• onAfterPaste

    Nov 10 2005

    Working with designMode="on" or contentEditable (what can we call this? I want to say Rich Text Editors or Midas Editors Web-Based HTML Editors or something. We don't really have a nice buzzword for this..), a common problem is dealing with pasted content. The user can paste any HTML into these areas, and more often than not, web applications don't want form elements or IFrames or other HTML included in the content.

    It's not so difficult to process the innerHTML of a document to strip out bad HTML using regular expressions. The problem is, when can this cleaning happen?

    Mozilla has no paste events at all. Internet Explorer has onBeforePaste and onPaste events, but no onAfterPaste. onPaste fires when the user pastes, but before the HTML actually goes into the editor. The idea is that the developer has a chance to look into the clipboard using window.clipboardData.getData(). Unfortunately, you can only retrieve the contents in URL or Text format, not HTML. Instead, it would be easier to allow the HTML to be pasted, then process the editor contents afterwards.

    To accomplish this in Internet Explorer, we can simply set a timeout in the onPaste event. This works by allowing the browser time to finish its internal onPaste event before executing the code in the timeout.

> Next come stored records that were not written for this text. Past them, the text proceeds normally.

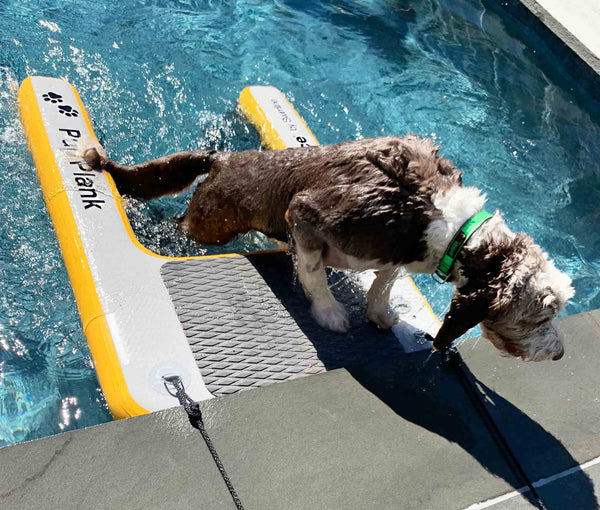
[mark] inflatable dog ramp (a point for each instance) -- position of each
(221, 323)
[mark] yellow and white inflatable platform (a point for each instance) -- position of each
(221, 323)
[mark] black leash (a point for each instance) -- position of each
(195, 416)
(454, 359)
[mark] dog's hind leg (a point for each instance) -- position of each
(157, 177)
(378, 299)
(329, 313)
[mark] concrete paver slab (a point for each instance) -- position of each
(155, 461)
(396, 434)
(548, 412)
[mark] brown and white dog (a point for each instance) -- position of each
(382, 204)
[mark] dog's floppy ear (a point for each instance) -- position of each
(466, 311)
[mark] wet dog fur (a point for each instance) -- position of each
(382, 204)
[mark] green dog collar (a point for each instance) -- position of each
(458, 241)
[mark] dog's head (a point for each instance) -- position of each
(515, 292)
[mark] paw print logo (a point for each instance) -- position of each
(52, 97)
(68, 111)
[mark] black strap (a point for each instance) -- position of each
(195, 416)
(454, 359)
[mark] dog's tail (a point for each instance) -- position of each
(154, 178)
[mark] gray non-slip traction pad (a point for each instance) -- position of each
(248, 323)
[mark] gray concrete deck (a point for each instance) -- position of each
(391, 432)
(576, 22)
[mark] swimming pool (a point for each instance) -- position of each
(160, 76)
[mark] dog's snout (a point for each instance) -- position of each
(558, 355)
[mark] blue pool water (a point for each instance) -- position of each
(163, 75)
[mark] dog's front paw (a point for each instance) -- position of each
(93, 159)
(333, 317)
(384, 317)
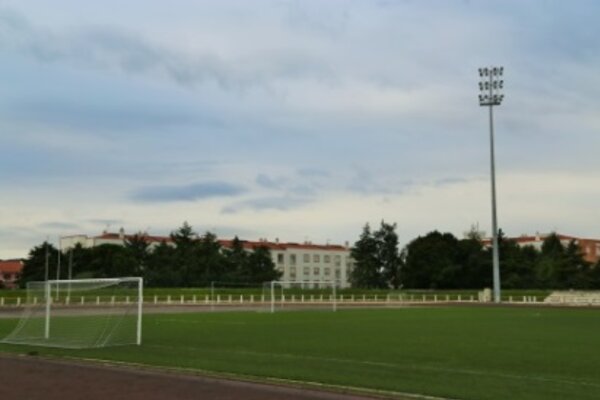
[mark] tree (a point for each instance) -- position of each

The onPaste event needs to be attached to the BODY of the editor IFrame using designMode, or the DIV element when using contentEditable.

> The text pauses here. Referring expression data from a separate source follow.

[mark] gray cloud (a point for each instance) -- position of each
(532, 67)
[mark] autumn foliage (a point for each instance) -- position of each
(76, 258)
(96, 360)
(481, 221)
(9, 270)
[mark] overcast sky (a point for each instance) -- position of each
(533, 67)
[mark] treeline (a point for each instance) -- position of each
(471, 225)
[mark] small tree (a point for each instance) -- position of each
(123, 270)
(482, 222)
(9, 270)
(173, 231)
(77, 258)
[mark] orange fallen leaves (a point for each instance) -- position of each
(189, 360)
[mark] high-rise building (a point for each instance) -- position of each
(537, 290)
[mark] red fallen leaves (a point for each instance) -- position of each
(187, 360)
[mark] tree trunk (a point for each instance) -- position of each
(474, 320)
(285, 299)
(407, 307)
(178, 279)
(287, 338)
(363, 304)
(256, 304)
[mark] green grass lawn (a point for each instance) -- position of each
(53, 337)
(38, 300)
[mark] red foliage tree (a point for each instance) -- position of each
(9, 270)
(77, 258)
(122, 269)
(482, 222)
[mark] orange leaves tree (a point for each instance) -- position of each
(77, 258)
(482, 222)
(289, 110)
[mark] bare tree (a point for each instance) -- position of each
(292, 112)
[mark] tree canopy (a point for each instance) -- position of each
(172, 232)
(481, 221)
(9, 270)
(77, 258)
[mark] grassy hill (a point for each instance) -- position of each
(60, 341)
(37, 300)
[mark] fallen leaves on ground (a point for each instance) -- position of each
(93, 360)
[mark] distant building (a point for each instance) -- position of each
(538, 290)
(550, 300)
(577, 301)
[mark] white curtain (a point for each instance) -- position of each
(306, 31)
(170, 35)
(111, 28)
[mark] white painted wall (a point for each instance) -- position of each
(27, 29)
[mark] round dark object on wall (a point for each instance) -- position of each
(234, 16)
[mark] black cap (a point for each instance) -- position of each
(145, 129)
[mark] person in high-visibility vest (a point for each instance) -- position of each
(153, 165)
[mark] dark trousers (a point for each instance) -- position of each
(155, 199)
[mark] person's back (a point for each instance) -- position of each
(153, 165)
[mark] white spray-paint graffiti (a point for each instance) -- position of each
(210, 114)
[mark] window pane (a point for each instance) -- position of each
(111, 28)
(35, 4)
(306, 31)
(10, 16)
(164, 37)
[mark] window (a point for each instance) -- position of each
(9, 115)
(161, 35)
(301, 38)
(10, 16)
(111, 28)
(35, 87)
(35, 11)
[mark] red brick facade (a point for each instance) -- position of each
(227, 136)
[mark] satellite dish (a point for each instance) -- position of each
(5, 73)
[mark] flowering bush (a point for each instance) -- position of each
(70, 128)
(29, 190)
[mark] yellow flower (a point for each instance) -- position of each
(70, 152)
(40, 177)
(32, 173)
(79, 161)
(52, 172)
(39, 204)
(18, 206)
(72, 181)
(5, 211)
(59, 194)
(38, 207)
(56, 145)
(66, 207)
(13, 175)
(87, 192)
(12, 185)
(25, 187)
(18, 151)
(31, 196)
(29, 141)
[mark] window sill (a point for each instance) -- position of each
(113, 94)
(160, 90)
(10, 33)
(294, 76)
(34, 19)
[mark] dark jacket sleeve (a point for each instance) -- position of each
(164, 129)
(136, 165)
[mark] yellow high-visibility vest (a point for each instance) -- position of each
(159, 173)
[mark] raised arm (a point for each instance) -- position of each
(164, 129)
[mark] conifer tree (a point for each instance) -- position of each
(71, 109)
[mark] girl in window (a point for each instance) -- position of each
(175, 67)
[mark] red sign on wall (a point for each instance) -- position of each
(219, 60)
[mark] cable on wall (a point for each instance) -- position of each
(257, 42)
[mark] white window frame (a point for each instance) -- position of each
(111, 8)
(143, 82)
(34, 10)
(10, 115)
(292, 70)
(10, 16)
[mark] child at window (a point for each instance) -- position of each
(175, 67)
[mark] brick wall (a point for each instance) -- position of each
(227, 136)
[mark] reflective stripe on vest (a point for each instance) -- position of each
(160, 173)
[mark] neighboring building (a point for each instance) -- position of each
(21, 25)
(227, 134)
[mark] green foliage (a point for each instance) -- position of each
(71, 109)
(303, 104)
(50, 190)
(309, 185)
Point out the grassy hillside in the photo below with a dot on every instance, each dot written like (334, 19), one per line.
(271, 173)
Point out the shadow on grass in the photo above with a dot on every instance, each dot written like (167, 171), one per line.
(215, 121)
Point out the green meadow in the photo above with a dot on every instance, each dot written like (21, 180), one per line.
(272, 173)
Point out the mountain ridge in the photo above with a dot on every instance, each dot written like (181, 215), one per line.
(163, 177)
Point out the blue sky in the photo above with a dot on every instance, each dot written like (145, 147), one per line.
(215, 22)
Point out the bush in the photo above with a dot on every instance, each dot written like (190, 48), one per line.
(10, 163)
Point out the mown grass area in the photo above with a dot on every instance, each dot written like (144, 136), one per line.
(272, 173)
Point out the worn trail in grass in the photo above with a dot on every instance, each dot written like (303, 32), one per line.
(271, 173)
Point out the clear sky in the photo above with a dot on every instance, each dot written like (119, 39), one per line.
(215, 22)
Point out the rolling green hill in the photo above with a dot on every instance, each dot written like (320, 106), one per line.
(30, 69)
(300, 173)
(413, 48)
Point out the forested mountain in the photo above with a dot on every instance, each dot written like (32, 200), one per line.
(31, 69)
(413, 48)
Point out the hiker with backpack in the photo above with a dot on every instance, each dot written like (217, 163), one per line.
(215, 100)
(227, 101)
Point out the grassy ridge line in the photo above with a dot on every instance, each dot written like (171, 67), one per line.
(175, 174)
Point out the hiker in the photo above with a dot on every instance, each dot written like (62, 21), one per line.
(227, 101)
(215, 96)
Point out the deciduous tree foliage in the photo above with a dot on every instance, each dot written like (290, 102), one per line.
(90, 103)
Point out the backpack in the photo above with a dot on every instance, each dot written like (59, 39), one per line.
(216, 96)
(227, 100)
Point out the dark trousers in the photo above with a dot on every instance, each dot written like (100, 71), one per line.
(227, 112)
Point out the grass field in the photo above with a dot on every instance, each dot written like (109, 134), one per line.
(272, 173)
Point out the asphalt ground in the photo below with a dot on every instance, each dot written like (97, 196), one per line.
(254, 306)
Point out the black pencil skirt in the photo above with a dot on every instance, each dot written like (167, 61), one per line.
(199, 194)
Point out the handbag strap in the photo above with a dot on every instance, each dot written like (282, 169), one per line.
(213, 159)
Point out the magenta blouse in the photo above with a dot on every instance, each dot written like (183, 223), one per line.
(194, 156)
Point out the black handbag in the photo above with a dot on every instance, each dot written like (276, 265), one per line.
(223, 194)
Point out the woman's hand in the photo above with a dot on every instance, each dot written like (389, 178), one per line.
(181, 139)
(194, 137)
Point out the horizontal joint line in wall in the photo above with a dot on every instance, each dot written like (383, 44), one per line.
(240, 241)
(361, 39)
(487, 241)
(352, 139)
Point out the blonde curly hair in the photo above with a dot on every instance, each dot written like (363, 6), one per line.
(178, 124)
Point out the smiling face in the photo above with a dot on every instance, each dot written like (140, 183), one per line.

    function onPasteHandler(e) {
         setTimeout(function() {
              // editor cleaning code goes here
         }, 1); // 1ms should be enough
    }

    In Firefox, we can't use paste events. However, probably the best we can do is set a keypress handler and look for CTRL+V or SHIFT+INSERT and then do the same thing with a timeout. The keypress event handler needs to be attached to the document element in the IFrame.

    function onKeyPressHandler(e) {
         if ((e.ctrlKey && e.keyCode == e.DOM_VK_V)
          || (e.shiftKey && e.keyCode == e.DOM_VK_INSERT)) {
              setTimeout(function() {
                   // editor cleaning code goes here
              }, 1);
         }
    }

    This should only work with Mozilla/Firefox because e.DOM_VK_V and e.DOM_VK_INSERT are not defined in Internet Explorer.

    Also note that there are still other ways to get HTML into the editor through Drag-and-Drop, or by using Edit>Paste on the Firefox menu. If you are serious about stripping HTML you will need to do it at other times as well. At least this way it will happen quickly enough that the editor won't misleadingly contain these elements, only to strip them out at an unpredictable time in the future.

  • Comments

    1. Miguel at 10:27am on July 13, 2006


    Hi Jesse!

    Opera 9 cleans the MSWord trash code when you paste it in a RTF editor...

    This navigator has a onAfterPaste event?

    2. Justin Taylor at 9:01pm on September 25, 2006

    Just to let you know, Mozilla supports an onInput event which can be used for pasting. It is conveniently launched AFTER the data is pasted in to a field.

    3. Argo at 7:58am on January 1, 2008

    how about the paste command in oncontextmenu event?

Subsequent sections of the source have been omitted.